Amputation is one of the leading causes of chronic pain. Multifactorial mechanisms, including supraspinal, spinal, and peripheral-level participate in this post-amputation (pain) syndrome.5 Amputees describe phantom limb pain as “burning, shooting, stabbing, and throbbing pain” on the absent limb. Stump pain is related to tissue injury or neuroma formation in the distal residual limb. Many previous studies have focused on phantom limb pain.6,7 However, persistent and refractory stump pain is a more challenging and troublesome clinical condition. Our patient responded poorly to drugs and his quality of life was seriously affected. Neuroma development is one of the leading palpable reasons for refractory stump pain, and the diagnosis could be confirmed by ultrasound8 and MRI. Under ultrasound-guidance, the neuroma can be visualized. Previous study has reported that alcohol neurolysis under ultrasound guidance is an effective management for stump-neuroma pain.9 Unlike radiofrequency (RF) nerve ablation (temperature 60°C–80°C), PRF is a non-neurodestructive procedure with temperature no higher than 42°C. This minimizes neuritis and lessens the neural damage.10 PRF has shown to give long-term pain relief in a variety of chronic pain conditions, including complex regional pain syndrome, trigeminal neuralgia, and postherpetic neuralgia.1113 Studies have shown ultrasound-guided PRF ablation of the stump neuroma is an effective treatment,14 but it is difficult to identify neuroma from muscles, tendons, and vessels. In this case, brachial plexus PRF was used and successfully relieved refractory stump pain. After a 6-month follow-up period, significant stump pain relief after brachial plexus PRF was observed.

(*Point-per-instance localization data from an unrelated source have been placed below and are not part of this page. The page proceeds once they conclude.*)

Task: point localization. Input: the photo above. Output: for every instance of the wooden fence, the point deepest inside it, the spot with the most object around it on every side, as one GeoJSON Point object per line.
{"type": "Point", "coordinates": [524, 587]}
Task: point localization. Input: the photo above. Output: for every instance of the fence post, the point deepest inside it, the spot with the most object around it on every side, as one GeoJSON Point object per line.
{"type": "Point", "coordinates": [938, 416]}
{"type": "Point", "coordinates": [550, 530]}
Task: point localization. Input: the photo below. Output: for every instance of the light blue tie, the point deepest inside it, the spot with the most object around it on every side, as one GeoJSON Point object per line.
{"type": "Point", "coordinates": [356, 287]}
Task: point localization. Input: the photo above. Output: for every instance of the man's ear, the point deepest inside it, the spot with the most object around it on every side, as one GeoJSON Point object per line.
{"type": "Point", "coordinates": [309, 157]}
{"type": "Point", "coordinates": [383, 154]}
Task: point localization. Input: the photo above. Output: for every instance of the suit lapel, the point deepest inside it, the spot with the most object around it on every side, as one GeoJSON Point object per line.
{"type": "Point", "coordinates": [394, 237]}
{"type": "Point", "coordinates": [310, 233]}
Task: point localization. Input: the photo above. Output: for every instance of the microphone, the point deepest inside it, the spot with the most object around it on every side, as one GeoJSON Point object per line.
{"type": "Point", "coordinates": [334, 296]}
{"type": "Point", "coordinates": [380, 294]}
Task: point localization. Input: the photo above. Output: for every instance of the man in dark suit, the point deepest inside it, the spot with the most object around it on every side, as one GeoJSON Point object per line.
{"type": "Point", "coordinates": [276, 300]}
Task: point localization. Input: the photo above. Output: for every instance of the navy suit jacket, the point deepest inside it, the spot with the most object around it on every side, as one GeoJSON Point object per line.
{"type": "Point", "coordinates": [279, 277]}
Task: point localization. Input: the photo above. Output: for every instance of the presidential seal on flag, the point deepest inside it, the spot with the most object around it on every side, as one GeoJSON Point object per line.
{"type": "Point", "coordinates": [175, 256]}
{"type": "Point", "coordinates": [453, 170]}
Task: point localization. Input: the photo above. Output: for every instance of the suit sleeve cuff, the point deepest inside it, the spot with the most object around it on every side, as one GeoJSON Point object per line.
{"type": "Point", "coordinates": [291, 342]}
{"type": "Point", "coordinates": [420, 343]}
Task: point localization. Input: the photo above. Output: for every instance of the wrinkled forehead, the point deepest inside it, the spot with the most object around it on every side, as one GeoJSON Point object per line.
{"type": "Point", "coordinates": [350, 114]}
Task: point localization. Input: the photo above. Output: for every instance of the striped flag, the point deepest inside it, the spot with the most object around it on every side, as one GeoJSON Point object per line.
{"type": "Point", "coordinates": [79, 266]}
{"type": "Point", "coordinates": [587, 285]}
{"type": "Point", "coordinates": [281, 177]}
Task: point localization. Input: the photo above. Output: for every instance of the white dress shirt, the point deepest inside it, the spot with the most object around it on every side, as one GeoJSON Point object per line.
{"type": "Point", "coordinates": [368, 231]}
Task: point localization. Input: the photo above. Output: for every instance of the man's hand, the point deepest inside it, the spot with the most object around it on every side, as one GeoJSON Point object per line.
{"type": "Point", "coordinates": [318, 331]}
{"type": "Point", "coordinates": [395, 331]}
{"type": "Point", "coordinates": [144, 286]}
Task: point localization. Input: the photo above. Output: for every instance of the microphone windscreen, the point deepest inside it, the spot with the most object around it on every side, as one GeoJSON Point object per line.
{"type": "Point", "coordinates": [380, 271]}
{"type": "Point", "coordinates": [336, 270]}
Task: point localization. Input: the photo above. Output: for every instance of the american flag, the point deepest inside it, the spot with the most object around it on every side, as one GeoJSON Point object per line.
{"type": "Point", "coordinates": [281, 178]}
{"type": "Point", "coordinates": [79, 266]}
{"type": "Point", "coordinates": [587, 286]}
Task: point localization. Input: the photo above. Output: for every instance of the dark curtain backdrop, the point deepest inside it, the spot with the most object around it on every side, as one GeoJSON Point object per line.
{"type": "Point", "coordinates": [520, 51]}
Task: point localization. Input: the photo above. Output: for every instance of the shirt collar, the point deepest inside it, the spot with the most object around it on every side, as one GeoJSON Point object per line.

This finding indicates that apart from neuroma, multiple ectopic activity generators may participate in refractory stump pain. Our report suggests that PRF of brachial plexus under ultrasound guidance may be considered as an alternative treatment for refractory stump pain. To our knowledge, this is the first report using ultrasound-guided brachial plexus PRF for the management of refractory stump pain.

Acknowledgments

This work was supported by the National Natural Science Foundation of China (81500956), 1.3.5 project for excellent disciplines of West China Hospital (ZY2016101), and national key clinical specialty construction project of MOH.

Disclosure

The authors report no conflicts of interest in this work.